The Phage - Princess Magma

The Phage - Princess Magma

Incredibly diverse and sound in their technical ability, the Phage sounds like a different band from one song to the next. In 2002, the Kish brothers met up with Ben Moore and created the prog/garage rock band The Phage. Creative melodic rock backed by the strong garage influence of the Motor City, the band brings a diverse style of rock to the Detroit underground that is unlike anything you’ve ever heard. Their new album Princess Magma is 14 tracks of melodic brilliance; a testament to the hardworking nature of the band and what the Detroit music scene has to offer.

 

Like many bands in the scene, a large number of influences come together to create a dynamic sound backed by a dingy garage rock overlay. One minute they sound like French experimental group Air, the next like Pennsylvania born Man Man. Each song A.D.D. in its sound, yet carefully constructed. Multi-instrumental tracks backed by creative and upbeat percussion shows just how wide of a scope the Phage can cover while remaining in the realm of rock. Princess Magma is truly a breakthrough for the band, showcasing their understanding of writing great compositions in classic rock format and having the talent to successfully experiment with their sound.

Princess Magma is an album that experimental fans will find compelling after the first listen. Each track completely unique and brilliant in its own way. The opening track “Sister Moonlight” begins almost sounding like a more upbeat and almost quirky Joy Division song, setting the tone for a truly unpredictable album. Great tonality and the true garage rock influence can be seen in the track “Eridanus” which is a shifting rock track with some truly interesting instrumentals backing up memorable lyrics and vocals. “Shambles” which might be the best track on the album is a hooky and dark hymn-like rock track that has a little hint of Tool hidden within. All of this diversity leads up to the final track “Dirty Money” which chugs the album to an exciting conclusion.

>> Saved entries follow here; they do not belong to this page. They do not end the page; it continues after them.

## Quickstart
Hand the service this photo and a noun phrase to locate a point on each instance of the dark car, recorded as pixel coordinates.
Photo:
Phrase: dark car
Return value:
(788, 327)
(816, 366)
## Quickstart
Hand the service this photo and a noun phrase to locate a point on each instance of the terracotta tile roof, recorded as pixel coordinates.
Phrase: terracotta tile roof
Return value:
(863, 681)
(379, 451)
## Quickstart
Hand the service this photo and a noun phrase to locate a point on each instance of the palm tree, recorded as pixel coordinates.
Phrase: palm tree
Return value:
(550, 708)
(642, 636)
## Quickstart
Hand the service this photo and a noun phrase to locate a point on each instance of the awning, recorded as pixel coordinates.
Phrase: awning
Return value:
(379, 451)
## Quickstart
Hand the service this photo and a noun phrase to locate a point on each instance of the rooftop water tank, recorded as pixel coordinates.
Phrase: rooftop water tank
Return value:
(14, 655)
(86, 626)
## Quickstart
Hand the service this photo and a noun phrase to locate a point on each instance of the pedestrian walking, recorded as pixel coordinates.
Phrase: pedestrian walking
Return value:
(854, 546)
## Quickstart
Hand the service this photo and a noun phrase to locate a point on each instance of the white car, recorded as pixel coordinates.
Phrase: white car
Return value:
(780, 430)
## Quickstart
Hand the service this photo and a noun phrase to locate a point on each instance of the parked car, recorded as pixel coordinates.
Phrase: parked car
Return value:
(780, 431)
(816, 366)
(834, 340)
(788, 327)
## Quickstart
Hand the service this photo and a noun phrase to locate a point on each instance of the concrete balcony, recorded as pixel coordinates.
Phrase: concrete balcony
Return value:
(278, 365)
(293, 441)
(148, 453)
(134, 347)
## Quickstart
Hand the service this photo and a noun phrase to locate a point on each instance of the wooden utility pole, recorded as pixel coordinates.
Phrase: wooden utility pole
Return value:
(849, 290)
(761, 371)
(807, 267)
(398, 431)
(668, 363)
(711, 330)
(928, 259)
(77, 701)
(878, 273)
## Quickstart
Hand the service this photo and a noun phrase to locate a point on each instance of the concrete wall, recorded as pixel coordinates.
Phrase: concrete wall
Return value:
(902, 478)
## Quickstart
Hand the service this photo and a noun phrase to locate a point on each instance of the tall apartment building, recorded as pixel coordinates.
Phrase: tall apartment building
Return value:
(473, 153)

The perfect blend of rigid and upbeat, the Phage has released one hell of a LP in Princess Magma. Listeners will immediately find the album both interesting in its approach, solid in its content, and extremely well produced. Truly harboring potential for what could be their breakthrough album, it’s unlikely that Detroit music goers will be able to ignore the Phage any longer. Check them out at the Hamtramck Blowout on March 4 at the New Dodge.